Ok, lots of great information here, thanks!

The difficult part of the processing is making sure only the coastline gets buffered, correct? If that’s done manually, do you continue to pull new shapes from GADM as they update the files? The standard places page says iNat uses GADM 2.8, did iNat’s files get updated since then (i.e. GADM is currently at 3.6)?


Is it a long list of places not sourced to GADM? Like if I find an issue with an iNat atlas, 90% of the time it can be traced back to GADM? For example, the Itapiranga problem is actually an issue with the file from GADM:

But the problem with Isla Tortuga in Baja California Sur is not from GADM – their shape perfectly covers the island:


So if I want to correct a GADM atlas issue, what’s the best thing to do? Give a list to you to give to Robert? Use the contact form on the GADM website?


We could do only state level atlases, but I think that would be a lot of lost information, especially with states like Amazonas (~1,500,000 square km).

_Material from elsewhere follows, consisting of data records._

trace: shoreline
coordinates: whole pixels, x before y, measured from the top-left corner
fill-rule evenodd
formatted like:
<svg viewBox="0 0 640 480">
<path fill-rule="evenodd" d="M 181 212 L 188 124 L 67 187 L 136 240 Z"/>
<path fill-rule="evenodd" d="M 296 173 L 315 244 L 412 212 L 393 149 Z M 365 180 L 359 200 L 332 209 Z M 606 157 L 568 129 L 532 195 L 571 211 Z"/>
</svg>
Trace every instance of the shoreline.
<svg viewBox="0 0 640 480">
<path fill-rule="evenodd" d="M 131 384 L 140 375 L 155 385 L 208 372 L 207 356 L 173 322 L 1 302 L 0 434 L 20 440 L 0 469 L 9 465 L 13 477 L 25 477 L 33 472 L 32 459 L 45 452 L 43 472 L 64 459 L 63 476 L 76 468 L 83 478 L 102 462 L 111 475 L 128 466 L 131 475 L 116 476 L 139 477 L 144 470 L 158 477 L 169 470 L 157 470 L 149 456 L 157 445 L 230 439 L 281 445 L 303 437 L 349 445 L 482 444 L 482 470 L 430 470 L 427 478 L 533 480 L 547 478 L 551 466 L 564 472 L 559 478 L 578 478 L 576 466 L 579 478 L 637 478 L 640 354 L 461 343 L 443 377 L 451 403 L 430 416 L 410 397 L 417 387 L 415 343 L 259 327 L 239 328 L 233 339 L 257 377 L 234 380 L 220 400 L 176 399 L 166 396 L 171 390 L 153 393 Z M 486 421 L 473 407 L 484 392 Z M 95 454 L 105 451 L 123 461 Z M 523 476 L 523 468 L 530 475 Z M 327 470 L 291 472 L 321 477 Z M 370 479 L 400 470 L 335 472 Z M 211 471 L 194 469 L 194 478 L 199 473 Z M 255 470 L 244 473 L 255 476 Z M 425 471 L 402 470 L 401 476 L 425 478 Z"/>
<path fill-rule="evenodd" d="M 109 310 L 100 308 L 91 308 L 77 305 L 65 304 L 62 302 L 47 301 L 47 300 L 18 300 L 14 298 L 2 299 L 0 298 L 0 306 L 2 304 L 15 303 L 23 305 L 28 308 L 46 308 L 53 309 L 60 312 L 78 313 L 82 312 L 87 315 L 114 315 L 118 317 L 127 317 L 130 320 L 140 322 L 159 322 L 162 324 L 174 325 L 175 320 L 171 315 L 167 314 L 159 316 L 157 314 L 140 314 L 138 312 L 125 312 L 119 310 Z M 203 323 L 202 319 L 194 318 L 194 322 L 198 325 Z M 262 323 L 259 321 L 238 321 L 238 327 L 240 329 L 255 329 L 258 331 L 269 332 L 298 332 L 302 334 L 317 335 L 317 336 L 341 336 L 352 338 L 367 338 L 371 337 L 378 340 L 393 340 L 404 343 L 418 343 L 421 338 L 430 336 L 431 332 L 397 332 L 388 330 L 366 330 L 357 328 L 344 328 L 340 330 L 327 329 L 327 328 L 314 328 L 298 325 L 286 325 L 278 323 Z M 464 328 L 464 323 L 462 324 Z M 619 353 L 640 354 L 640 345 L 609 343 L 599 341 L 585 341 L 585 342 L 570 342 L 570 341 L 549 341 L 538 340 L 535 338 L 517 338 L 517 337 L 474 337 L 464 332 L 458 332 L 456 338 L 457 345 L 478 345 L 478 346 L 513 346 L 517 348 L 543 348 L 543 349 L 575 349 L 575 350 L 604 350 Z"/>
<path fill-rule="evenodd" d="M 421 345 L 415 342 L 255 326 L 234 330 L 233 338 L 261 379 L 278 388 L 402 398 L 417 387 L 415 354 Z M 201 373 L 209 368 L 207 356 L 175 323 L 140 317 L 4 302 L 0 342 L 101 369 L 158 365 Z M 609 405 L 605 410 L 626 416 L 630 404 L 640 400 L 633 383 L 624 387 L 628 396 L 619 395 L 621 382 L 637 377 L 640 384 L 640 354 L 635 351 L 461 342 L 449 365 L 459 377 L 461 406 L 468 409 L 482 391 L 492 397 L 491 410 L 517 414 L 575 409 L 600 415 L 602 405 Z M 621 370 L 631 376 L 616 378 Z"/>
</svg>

The other benefit is that frequently political boundaries are also geographic boundaries – things that historically prevented humans from moving around also prevented other things from moving around, so the boundaries often line up fairly nicely with actual ranges. From a user perspective, a political grid is preferable to an evenly spaced grid, despite the implementation issues. There are other grids I could imagine would be useful, e.g. biomes, or with major river boundaries. They would also be hard to implement, but would change less frequently than political boundaries.


Would the best course of action in terms of correcting iNat atlas shapes be to wait and see how this plays out first?

2 Likes

Thanks for all the thoughts. Should we start by doing a little audit of GADM 3.6 starting with admin_level 0? I made this little do with a row for each of the 256 GADM admin level 0 places:
https://docs.google.com/spreadsheets/d/1fbGmQD5lXCVcD_f8Qzn31J7P8Ex-y5DyRG96eIfOFfw/edit?usp=sharing
I also added a column with any discrepancies with Natural Earth.

I think we should follow Natural Earth as treating Caspian Sea as ocean (not an admin level 0 place) but other than that am happy continuing to follow GADM for level 0. What do you think?

Would it be possible to see differences between what iNat currently uses (I’m assuming still 2.8) and 3.6? The GADM changelog doesn’t really say much…

I don’t see any major issues with 3.6, but generally the problems I’ve been looking at are at a fine scale – missing islands, open seams, etc. I doubt many have been corrected in 3.6.

1 Like

Hmmm, I’m still not totally sure I understand. I downloaded the kml files from the Baja California Sur place and the Mexico place via the API, and what I got looked like the simplified atlas view, not the more precise shapes that display on the place pages.

It seems like what’s happening is that a simplified version of place shapes gets calculated and stored. This is the version that the API will return, and also the version used to display atlases. But it’s not in fact the version used to calculate whether a particular observation is within the atlas bounds or not – the true and more precise version is used for that.

I’m pretty sure this is what’s causing the issue with the raccoon atlas. The atlas view shows all the “out-of-atlas” observations within the green boundaries, but piecing together the shapes from the individual places (via screenshots, not the API), there’s a part that isn’t covered. This is exactly where the out of bounds observations are from.

Is it really necessary to simplify the shapes for display? The precise shapes display on the individual place pages. And would it be possible to have the API get the precise shapes? This is an issue both for people who download iNat’s simplified range maps, and also for simplified place boundaries. Any editing that’s done on the simplified version and then re-uploaded will overwrite the true more precise shapes.